By the end of his life, David wanted not to destroy any longer, but to build. First, though, he decided to assess his kingdom. He desired to see the scope of what he had done so far. He had fought so many years; he wanted to find out what he had accomplished, so he commissioned a census. And he counted his people.
He had built an empire, a far reaching one of more than a million and a half fighting men.
But God was not pleased with David.
During his life, David had conquered many lands and killed many men at God's command. And God blessed him for his obedience. But this counting God neither commanded nor sanctioned.
Of all the things David had done, this peaceful, seemingly innocuous action angered God.
And David would spill another kind of blood.
Men would die this time, not because David was obedient, but because he had sinned.

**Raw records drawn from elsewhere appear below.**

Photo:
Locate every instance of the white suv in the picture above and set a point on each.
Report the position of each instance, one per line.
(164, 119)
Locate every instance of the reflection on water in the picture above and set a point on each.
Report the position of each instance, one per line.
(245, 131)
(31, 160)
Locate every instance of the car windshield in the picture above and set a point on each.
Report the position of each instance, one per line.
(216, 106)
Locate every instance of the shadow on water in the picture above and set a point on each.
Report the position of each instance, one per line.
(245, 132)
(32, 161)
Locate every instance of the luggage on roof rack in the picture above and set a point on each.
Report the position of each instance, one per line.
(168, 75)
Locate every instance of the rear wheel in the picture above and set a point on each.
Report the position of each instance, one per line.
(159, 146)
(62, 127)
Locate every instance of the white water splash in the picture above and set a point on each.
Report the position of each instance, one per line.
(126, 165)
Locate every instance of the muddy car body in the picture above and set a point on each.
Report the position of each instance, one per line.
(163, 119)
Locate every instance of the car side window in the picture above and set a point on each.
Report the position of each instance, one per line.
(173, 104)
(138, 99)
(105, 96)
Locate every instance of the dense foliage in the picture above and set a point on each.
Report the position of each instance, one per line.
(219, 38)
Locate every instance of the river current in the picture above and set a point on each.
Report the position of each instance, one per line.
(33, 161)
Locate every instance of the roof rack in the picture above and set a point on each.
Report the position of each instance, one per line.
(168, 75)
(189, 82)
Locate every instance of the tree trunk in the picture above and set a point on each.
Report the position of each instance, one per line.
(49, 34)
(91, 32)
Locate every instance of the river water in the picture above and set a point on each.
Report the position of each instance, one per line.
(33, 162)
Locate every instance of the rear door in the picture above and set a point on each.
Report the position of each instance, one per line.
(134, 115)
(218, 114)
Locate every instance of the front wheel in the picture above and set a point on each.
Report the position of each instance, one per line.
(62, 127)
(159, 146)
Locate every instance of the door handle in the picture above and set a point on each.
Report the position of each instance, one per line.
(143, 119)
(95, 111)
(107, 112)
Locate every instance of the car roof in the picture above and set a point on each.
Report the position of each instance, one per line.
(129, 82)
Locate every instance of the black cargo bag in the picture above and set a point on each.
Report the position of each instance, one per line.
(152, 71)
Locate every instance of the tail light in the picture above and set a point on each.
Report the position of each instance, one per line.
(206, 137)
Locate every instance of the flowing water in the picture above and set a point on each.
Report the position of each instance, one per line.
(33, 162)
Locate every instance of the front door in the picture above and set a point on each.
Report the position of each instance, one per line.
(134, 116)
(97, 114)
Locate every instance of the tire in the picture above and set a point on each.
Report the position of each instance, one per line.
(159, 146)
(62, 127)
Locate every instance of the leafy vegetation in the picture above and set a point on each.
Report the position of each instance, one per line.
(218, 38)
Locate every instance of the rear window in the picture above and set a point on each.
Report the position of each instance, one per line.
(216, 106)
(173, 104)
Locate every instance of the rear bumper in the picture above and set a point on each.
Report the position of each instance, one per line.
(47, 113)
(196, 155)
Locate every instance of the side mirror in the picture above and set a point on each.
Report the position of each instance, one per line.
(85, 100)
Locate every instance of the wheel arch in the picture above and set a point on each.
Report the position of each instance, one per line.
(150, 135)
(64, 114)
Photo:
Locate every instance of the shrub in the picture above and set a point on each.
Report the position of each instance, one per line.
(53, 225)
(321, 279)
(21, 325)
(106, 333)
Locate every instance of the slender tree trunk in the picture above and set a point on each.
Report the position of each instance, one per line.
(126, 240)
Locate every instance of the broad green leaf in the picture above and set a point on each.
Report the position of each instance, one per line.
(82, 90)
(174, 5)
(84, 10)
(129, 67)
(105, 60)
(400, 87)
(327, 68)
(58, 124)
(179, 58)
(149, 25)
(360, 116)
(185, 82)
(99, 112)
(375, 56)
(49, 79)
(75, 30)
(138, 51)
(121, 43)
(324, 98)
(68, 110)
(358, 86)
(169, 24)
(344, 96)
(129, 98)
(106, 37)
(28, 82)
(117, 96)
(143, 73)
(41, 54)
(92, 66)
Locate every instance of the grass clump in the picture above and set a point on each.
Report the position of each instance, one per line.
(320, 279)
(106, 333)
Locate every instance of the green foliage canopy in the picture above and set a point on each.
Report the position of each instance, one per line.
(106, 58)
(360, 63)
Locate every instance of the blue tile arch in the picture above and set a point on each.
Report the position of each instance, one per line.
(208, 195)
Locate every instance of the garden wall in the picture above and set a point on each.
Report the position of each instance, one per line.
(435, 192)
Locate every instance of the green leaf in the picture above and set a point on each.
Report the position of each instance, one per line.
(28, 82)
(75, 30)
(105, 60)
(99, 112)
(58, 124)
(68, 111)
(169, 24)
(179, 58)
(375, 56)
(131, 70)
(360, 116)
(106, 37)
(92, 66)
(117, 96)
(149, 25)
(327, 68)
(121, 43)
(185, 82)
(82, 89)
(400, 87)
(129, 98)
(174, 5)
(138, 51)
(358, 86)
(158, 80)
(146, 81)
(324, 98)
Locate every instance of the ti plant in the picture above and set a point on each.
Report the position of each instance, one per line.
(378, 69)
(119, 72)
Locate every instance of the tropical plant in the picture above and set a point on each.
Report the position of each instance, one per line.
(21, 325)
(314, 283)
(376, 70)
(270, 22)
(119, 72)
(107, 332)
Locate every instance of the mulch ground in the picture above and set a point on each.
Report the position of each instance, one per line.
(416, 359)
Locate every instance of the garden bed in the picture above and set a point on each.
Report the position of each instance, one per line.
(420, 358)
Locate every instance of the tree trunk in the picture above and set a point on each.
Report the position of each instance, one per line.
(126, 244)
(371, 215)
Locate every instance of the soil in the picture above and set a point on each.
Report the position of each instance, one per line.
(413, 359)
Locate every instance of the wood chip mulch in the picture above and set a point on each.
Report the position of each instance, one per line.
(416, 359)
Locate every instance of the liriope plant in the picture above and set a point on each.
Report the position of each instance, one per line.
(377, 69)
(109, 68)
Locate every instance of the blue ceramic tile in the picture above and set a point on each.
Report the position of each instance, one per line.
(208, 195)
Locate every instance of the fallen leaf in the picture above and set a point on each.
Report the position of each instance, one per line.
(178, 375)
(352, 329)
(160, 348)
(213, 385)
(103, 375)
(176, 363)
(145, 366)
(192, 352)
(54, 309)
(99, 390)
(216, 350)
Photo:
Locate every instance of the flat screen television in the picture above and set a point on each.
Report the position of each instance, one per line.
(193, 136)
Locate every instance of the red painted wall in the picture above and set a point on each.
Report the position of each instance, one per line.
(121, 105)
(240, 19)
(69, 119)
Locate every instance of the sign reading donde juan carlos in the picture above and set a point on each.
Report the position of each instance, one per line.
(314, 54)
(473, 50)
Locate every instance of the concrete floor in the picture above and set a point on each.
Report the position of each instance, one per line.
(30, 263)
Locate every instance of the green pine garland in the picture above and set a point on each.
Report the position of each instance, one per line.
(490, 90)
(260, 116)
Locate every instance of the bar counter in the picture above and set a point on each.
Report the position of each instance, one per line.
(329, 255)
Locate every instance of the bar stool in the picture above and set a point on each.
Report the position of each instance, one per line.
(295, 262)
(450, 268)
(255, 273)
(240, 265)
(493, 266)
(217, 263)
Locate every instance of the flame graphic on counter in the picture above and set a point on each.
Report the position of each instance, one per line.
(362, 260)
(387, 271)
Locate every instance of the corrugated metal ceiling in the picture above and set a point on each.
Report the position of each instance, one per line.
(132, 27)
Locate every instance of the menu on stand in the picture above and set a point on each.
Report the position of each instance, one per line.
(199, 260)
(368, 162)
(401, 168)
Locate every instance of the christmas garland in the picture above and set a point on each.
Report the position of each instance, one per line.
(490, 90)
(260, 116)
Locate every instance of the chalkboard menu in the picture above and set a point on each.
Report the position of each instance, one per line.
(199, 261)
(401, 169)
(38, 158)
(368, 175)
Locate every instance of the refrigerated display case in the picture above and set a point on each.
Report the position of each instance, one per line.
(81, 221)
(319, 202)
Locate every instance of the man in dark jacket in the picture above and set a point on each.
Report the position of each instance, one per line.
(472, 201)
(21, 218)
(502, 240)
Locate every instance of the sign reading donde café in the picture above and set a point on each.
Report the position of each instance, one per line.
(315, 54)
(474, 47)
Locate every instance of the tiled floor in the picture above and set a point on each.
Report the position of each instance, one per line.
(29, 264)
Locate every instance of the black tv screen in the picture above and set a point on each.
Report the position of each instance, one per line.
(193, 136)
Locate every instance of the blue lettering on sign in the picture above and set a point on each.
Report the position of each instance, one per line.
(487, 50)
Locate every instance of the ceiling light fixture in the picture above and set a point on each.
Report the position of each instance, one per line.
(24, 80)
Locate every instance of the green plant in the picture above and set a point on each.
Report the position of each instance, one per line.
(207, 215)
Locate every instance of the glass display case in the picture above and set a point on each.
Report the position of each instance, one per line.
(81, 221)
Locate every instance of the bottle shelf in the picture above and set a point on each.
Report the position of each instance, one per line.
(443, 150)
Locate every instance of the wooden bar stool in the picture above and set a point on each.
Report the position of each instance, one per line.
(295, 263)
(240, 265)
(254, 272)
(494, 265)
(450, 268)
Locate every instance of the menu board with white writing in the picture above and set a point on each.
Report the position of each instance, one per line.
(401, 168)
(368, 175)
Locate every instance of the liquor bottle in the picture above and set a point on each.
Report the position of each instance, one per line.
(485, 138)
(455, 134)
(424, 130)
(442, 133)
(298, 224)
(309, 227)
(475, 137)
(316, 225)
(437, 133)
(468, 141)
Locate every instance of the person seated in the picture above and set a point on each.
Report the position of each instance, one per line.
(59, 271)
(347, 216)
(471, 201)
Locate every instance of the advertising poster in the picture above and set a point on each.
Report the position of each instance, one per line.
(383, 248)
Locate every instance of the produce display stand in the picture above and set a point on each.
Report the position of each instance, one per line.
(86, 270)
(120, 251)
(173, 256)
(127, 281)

So the Lord sent a pestilence in Israel, and seventy thousand men of Israel fell.--1Chronicles 21:14
This new blood left a mark all the other had not. And David would pay for his disobedience.
Then, only then, after all the love and reverence, after all the songs, after all the years of drawing his sword in God's name, only then did God tell David he had done wrong.
You had shed much blood and have made great wars; you shall not build a Temple in my name for you have shed much blood on the ground before me.--1Chronicles 22:8
This last disobedience, not the years of faithful, if bloody, following, disqualified David from building the Lord's temple.
And so it still does.
The blood of disobedience, of pride, of lust, can never honor God.
But there is a blood of another kind, blood shed by specifically commissioned men according to God's intentional command. That blood leaves another stain, the stain of holy obedience, the stain of sacrifice, the same stain that gathered at the foot of the cross on Calvary.